Methods: Full-length pilQ nucleotide and PilQ amino acid sequences from geographically and temporally diverse gonococcal clinical isolates (n = 63), including the 2008 WHO reference strains, representing a range of ceftriaxone and cefixime MICs (≤0.008-0.25 and <0.016-0.5 mg/L, respectively) and 38 N. gonorrhoeae multiantigen sequence types, were examined. Previously described alterations associated with decreased ESC susceptibility (mosaic penA, mtrR and penB alterations) were also examined.

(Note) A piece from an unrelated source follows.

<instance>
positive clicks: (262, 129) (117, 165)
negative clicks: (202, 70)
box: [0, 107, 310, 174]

Results: Fifteen different pilQ nucleotide sequence types and nine different PilQ amino acid sequence types were observed, with two PilQ types accounting for 53 (84%) of the isolates. Independent of other genetic resistance determinants (penA mosaic, mtrR promoter deletion and penB), only one pilQ alteration, a D526N substitution, provided a statistically significant association with ceftriaxone (P < 0.01) and cefixime (P < 0.05) MICs. However, the two isolates exhibiting D526N lacked all three previously described alterations associated with decreased ESC susceptibility, thereby providing an alternative basis for the low MICs (≤0.008 mg/L) observed for these strains. The previously described E666K (pilQ2) and F595L (pilQ1) mutations were absent in all 63 isolates.
Conclusions: pilQ polymorphisms are unlikely contributors to decreased susceptibility to ESCs in clinical gonococcal strains.